L’horreur. Le dégout. La rage également ! Car au-delà du scandale de prêtres prédateurs, négations absolues du message qu’ils sont sensés servir, il y a le scandale d’autres dans l’institution – et sans doute de l’institution elle-même – qui ont tant tarder à réagir adéquatement. En France la première condamnation d’un évêque pour non signalement de pédocriminalité dans son diocèse remonte à 2001. C’est quinze ans avant que n’éclate l’affaire Barbarin ! Des mesures avaient été prises, des protocoles adoptés, et pourtant, malgré aussi tout ce qui s’est passé ailleurs en Irlande, en Allemagne, aux Etats Unis, au Chili, en Australie, malgré les orientations de plus en plus claires données par Rome, ce n’est vraiment que depuis trois ans que dans notre Eglise en France, la prise de conscience s’est généralisée et des actions substantielles on été entreprises. Les abus sidèrent ! Les errements, les résistances à agir, les manquements coupables dans l’institution provoquent la colère.

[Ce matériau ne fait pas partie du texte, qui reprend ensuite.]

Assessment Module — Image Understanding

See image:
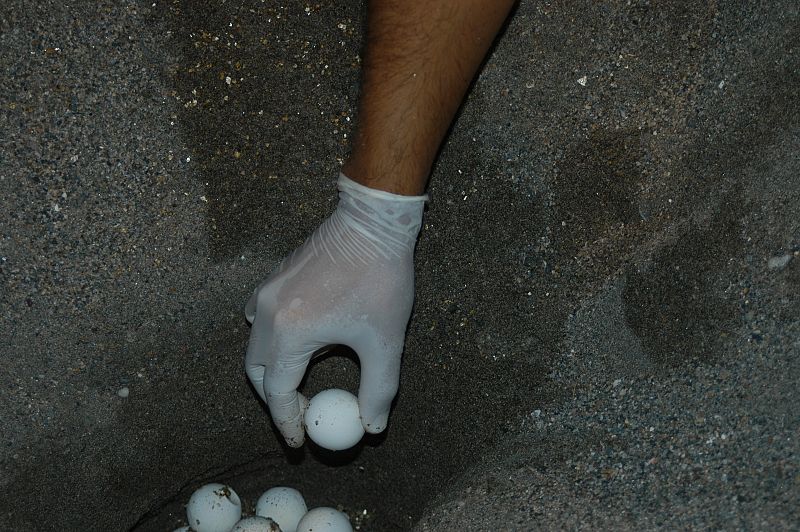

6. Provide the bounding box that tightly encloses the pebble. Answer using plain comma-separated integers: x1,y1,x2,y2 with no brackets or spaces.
767,253,792,271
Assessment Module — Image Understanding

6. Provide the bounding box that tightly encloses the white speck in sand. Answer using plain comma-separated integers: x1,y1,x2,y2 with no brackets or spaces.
767,253,792,270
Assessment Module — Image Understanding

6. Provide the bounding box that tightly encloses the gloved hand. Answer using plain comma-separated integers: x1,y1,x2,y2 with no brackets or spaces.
245,174,427,447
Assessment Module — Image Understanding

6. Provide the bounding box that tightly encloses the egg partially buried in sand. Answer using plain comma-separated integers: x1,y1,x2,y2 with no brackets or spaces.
186,483,242,532
256,486,308,532
304,388,364,451
230,516,282,532
297,506,353,532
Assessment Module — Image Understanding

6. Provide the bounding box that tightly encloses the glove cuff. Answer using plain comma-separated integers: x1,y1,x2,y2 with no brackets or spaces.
333,174,428,257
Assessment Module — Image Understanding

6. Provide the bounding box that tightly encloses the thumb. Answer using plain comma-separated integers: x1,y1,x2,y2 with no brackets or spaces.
356,342,403,434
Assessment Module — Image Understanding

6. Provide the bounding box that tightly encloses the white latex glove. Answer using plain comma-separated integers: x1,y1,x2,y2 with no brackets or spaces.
245,174,427,447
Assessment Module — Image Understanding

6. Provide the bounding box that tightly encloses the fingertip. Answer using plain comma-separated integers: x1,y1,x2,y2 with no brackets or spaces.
361,412,389,434
283,434,306,449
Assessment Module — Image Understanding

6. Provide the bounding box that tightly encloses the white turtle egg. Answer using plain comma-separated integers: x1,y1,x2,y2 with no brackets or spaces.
256,486,308,532
230,516,283,532
186,483,242,532
304,388,364,451
297,506,353,532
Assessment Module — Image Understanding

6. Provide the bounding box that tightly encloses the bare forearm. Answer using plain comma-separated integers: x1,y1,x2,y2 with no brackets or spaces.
344,0,514,195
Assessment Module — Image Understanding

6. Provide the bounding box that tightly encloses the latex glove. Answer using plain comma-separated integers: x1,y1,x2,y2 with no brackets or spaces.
245,174,427,447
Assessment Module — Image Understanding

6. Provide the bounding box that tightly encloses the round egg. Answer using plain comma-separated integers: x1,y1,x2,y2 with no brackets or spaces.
304,388,364,451
186,483,242,532
256,486,308,532
230,516,283,532
297,506,353,532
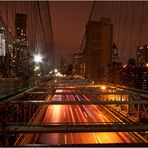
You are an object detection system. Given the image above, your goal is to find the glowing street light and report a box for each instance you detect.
[33,54,43,85]
[34,54,43,63]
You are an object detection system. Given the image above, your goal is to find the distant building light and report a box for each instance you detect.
[139,46,143,49]
[145,63,148,67]
[123,64,127,68]
[101,86,106,90]
[34,54,43,63]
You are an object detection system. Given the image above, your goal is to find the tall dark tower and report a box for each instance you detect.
[15,13,29,77]
[85,18,113,81]
[112,43,119,63]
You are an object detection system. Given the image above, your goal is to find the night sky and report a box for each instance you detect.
[50,1,148,63]
[50,1,93,64]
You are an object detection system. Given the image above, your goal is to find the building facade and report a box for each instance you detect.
[73,53,85,77]
[137,45,148,66]
[14,13,29,77]
[85,18,113,82]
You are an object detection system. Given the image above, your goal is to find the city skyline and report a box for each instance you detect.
[50,1,148,64]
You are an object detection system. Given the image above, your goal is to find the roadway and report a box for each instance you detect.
[16,86,135,145]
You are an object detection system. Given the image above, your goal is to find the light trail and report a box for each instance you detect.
[17,87,138,144]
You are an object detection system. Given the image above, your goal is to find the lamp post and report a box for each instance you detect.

Rage. Colère. Voir, se laisser toucher par ce qu’on voit, c’est donc aussi reconnaître cette colère qui monte en moi. Cette Église c’est la mienne, j’en suis même un de ses prêtres. Et elle me fait honte ! et j’ai honte avec elle ! et je suis en rage contre elle ! avec elle ! « A nous la honte au visage » disait le prophète Daniel « Seigneur, à nous la honte au visage, à nos rois, à nos princes, à nos pères, parce que nous avons péché contre toi » (Dn 9,8). Et Jésus dans le temple voit les vendeurs et entre dans ce qu’on pourrait appeler « une sainte colère » : « Enlevez cela d’ici. Cessez de faire de la maison de mon Père une maison de commerce. » (Jn 2, 16). Peut-être que ma honte peut m’ouvrir un chemin comme dans la prophétie de Daniel. Peut-être que la colère de Jésus peut venir réajuster la mienne.
Horreur des abus, scandale de l’institution qui tarde à prendre la mesure des choses, à écouter les victimes et finit par se faire complice : oser regarder et peser cela c’est accepter d’être profondément touché, affecté, bouleversé, blessé. Parce que c’est horrible, parce que cela touche aussi à ce qui m’est cher, à ma foi, au lieu où je mets ma confiance. Vulnérabilité ! Où puiser la force de se reconnaître ainsi fragile et vulnérable ? Sans doute en revenant à l’Évangile et à la figure de Jésus qui se rend proche de toute pauvreté, toute infirmité, toute fragilité, pour soigner, guérir, relever, libérer. Revenir à l’Évangile et au Christ, lui qui « ayant la condition de Dieu, ne retint pas jalousement le rang qui l’égalait à Dieu. Mais il s’est anéanti, prenant la condition de serviteur, devenant semblable aux hommes. Reconnu homme à son aspect, il s’est abaissé, devenant obéissant jusqu’à la mort, et la mort de la croix » (Ph 2, 6-8).
Juger
Voir en « osant transformer en souffrance personnelle » ce que nous voyons nous conduit à chercher à comprendre, à analyser, à faire un travail d’intelligence, même si nous savons que ce sera toujours maladroit, incomplet et inachevé. Chercher à comprendre pourtant, pour lutter contre le fléau. Travail de vérité indispensable qui nous fait passer du constat de faits terribles à la considération des mécanismes, des structures qui ont permis (qui permettent encore malheureusement) que de tels abus se produisent au sein de l’Eglise. Que ce travail soit à faire plus largement dans toute la société ne nous dédouane en aucun cas de notre devoir propre, en tant qu’Église. Il en va du sens même de notre mission d’être à la suite du Christ les messagers du Royaume. Il nous faut comprendre pourquoi des prêtres ont pu se livrer à de tels actes et pourquoi des supérieurs ont réagi trop souvent en occultant les délits. Pourquoi aussi, trop souvent, nous nous sommes tus ou avons détourné le regard comme le prêtre et le lévite de la parabole du bon samaritain. Pour cela, beaucoup peuvent nous aider en commençant par les victimes elles-mêmes. A nous de nous engager résolument sur le chemin.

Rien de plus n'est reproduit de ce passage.